1. Methodology > findings. The paper's specific result matters less than the analytical approach. Teach practitioners how to ask similar questions.

2. Replicability focus. Include enough detail that someone could replicate the analysis or apply it to a new question.

3. Honest about limitations. Mechanistic analysis often has blind spots. Acknowledge what the methodology can and can't tell you.

4. Practitioner-focused implications. Don't just report findings; explain what practitioners should do with them.

5. Control narrative. Show what confounds exist and how the paper isolates its claims. This is the core of good analysis.

6. Generality discussion. Would this methodology work on other models/tasks? This helps practitioners assess transferability.

Phase 5: Quality Checks for Mechanistic Analysis Skills

• [ ] Question clarity: Is the research question stated as a specific, answerable question (not vague)?
• [ ] Methodology explainability: Could someone replicate the analytical approach from the skill description?
• [ ] Control honesty: Are potential confounds acknowledged and addressed?
• [ ] Findings specificity: Are results quantitative/specific (not hand-wavy)?
• [ ] Practitioner relevance: Would a practitioner know when and how to apply this finding?
• [ ] Generality realistic: Does the skill honestly assess where the methodology generalizes?
• [ ] Not just summarizing: Does it teach the analytical approach, not just list findings?

Avoiding Common Mistakes

1. Don't extract as technique papers. Mechanistic analysis isn't an algorithm to implement — it's a methodology to apply to new questions.

2. Don't oversimplify to one finding. The methodology and controls matter more than the specific result.

3. Don't claim more generality than warranted. If findings are task-specific, say so explicitly.

4. Don't miss the confounds. The controls section is often the most important part; don't skim it.

5. Don't treat correlation as causation.
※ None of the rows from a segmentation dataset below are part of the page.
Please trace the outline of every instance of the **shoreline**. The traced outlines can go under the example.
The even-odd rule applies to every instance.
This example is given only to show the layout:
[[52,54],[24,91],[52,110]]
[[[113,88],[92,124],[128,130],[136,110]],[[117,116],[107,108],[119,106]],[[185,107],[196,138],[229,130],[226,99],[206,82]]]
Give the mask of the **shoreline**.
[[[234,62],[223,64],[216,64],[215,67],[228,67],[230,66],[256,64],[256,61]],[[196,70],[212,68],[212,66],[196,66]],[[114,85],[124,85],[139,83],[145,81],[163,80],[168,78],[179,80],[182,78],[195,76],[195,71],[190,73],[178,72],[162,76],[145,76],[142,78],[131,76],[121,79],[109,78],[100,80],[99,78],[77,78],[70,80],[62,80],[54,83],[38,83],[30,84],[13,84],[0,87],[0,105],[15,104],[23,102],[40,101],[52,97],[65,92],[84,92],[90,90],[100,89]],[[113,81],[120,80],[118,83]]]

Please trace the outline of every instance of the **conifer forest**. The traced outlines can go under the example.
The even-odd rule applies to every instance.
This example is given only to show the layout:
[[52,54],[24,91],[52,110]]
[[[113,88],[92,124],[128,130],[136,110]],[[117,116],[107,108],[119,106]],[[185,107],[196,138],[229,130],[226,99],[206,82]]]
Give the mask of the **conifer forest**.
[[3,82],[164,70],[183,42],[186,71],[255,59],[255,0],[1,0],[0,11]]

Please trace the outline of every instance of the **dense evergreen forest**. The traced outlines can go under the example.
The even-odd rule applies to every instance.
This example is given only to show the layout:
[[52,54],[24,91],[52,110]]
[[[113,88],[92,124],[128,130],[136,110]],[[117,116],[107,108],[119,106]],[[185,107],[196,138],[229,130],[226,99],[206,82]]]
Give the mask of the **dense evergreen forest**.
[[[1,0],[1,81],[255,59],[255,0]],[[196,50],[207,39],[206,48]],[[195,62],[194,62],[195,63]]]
Mechanistic papers often use perturbation to test causality; explain why this is more informative than correlation.

Batch Processing Mechanistic Papers

When triaging mechanistic analysis papers:

1. Assess methodological novelty: Is this a new analytical technique or a straightforward application of existing methods?
2. Check confound handling: Good mechanistic papers carefully control for alternative explanations. Poor ones don't.
3. Evaluate practitioner relevance: Is this finding something a practitioner would want to know?
4. Coverage balance: Aim for mix of different analytical approaches (perturbation, feature attribution, probing, causal graphs, etc.).

Reference

Mechanistic analysis skill extraction adapted from Anthropic's skills guide and interpretability research best practices. Unlike algorithm or infrastructure extraction, mechanistic papers teach diagnostic methodologies and frameworks for understanding system internals. The skill teaches the analytical approach and its implications for practice, not a technique to implement.